I have already given a summary of my New Wine experiences here, but after a couple of weeks in Scotland, I thought I might try to get some more thoughts ordered. It's quite difficult to know where to start, so what I commit to the blog is not necessarily in priority or rational order (but I guess that's the point of a blog!) Also, apologies to any readers who are not from a Christian background, or at least not familiar with this particular form of Christianity. My good friend Steve Tilley has also blogged on his experiences here and here, should you require a parallel account from the 'southern' venue. You can also read his seminar notes here.
Let's be clear at the start. I grew up in what would probably now be called 'open evangelical' church (although my vicar had been a UCCF travelling sec.!) where the Bible was the key source of authority, but you were allowed to engage your brain before accepting everything you heard. Later, I also came into contact with more charismatic folks, have had very positive experiences in those contexts, and I even attended (and survived) a big event at Wembley Arena where John Wimber spoke at the peak of the "signs and wonders" movement in the 1980s. So I didn't automatically assume that New Wine would pose me any real problems when I first went with our church a few years ago.
There are some easy hits you could make (mainly white, mainly middle class) but they also apply to most of the Church of England. You could say it's an artificial context, but isn't every conference? However, my first couple of New Wines left me feeling something was wrong, but I couldn't put my finger on what. In the end I accepted the gift of time that such a gathering gives you, and spent it with people from our church, rather than going to lots of sessions. This year I was actually on the team, doing radio shows. Of course, you then risk being fully identified with the content and ethos of the conference programme.
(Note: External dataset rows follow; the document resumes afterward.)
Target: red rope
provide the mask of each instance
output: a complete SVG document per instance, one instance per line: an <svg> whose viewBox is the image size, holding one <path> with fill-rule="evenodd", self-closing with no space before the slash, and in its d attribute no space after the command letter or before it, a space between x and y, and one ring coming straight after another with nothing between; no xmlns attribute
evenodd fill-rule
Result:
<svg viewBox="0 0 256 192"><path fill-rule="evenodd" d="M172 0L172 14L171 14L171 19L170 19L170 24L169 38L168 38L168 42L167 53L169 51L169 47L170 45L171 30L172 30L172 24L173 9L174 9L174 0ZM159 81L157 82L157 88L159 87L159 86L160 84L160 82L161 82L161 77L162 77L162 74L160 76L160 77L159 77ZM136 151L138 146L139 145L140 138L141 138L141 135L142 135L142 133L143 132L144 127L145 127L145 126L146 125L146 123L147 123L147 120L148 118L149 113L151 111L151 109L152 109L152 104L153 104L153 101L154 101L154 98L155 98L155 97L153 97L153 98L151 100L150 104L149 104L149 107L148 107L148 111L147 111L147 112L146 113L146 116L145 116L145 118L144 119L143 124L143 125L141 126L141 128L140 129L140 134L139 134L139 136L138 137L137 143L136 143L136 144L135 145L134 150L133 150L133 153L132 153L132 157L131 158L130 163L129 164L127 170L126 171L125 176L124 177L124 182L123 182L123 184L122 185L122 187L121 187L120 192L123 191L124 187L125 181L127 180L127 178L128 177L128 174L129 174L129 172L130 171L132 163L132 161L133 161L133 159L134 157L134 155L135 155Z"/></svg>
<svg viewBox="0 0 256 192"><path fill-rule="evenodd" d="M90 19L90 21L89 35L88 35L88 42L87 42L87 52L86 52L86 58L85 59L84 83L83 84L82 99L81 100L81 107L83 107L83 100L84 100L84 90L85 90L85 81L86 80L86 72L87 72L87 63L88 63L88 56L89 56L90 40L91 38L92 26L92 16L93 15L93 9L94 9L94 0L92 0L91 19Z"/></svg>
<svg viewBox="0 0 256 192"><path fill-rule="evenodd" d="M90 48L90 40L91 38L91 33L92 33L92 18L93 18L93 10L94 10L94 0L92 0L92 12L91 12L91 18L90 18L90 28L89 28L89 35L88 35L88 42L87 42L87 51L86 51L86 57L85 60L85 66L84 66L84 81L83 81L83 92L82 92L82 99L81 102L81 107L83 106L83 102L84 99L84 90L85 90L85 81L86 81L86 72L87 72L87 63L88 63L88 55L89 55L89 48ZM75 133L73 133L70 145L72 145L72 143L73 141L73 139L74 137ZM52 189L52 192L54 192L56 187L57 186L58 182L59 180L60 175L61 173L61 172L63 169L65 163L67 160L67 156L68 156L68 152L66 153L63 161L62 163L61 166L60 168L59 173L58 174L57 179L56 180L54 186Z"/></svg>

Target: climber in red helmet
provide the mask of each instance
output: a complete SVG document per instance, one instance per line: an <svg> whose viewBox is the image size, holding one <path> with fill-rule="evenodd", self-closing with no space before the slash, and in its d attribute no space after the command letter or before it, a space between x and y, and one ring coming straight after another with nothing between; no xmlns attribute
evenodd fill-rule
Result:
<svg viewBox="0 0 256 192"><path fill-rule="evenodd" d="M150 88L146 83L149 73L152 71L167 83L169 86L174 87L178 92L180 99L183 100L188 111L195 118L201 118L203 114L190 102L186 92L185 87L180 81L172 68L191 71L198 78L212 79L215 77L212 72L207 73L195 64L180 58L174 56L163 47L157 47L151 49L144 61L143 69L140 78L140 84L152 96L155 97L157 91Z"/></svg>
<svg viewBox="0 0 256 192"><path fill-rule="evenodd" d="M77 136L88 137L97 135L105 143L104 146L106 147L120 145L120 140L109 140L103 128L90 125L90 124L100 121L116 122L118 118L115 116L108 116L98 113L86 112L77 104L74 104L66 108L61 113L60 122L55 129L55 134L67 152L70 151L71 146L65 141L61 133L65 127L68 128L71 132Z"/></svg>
The conference programme would be my first issue to reflect on. I have noticed that a lot of speakers names come up again and again. after four years, it seems tired. I also think there ought to be some streaming of the programme to indicate some sessions are more appropriate for new Christians or established ones. (Beginner, intermediate and expert aren't the right terminology here, but you know what I mean) Where do you go if you're not a Christian, but interested? Where do you go if you want to discuss the hermeneutical approach of the morning Bible talks? (we did this in our church camping area, but we're a big group with the capacity to do that)
The programme also has a lot of seminars that seem to be more about self-actualisation than costly discipleship. The pervading culture of the conference risks pandering to consumers rather than community, with "how to make your life better" titles, sessions which tended to be lecture format with a passive audience, and the only response on offer was to receive prayer from the ministry team*. In the main sessions, giving everyone a religious experience seemed to be the main purpose (something I would distinguish from a transformative encounter with God.) Again I have no problem with helping people with problems, giving talks or having experiences per se, it's the balance that concerns me.
* ministry team (in this context): a group of people who have been prepared and designated the task of praying for people. At the end of sessions they move to an area of the room (usually the front) and anyone wishing to respond by receiving prayer of this kind simply goes over to one of them. Prayer with laying-on hands and inviting the Holy Spirit are main features.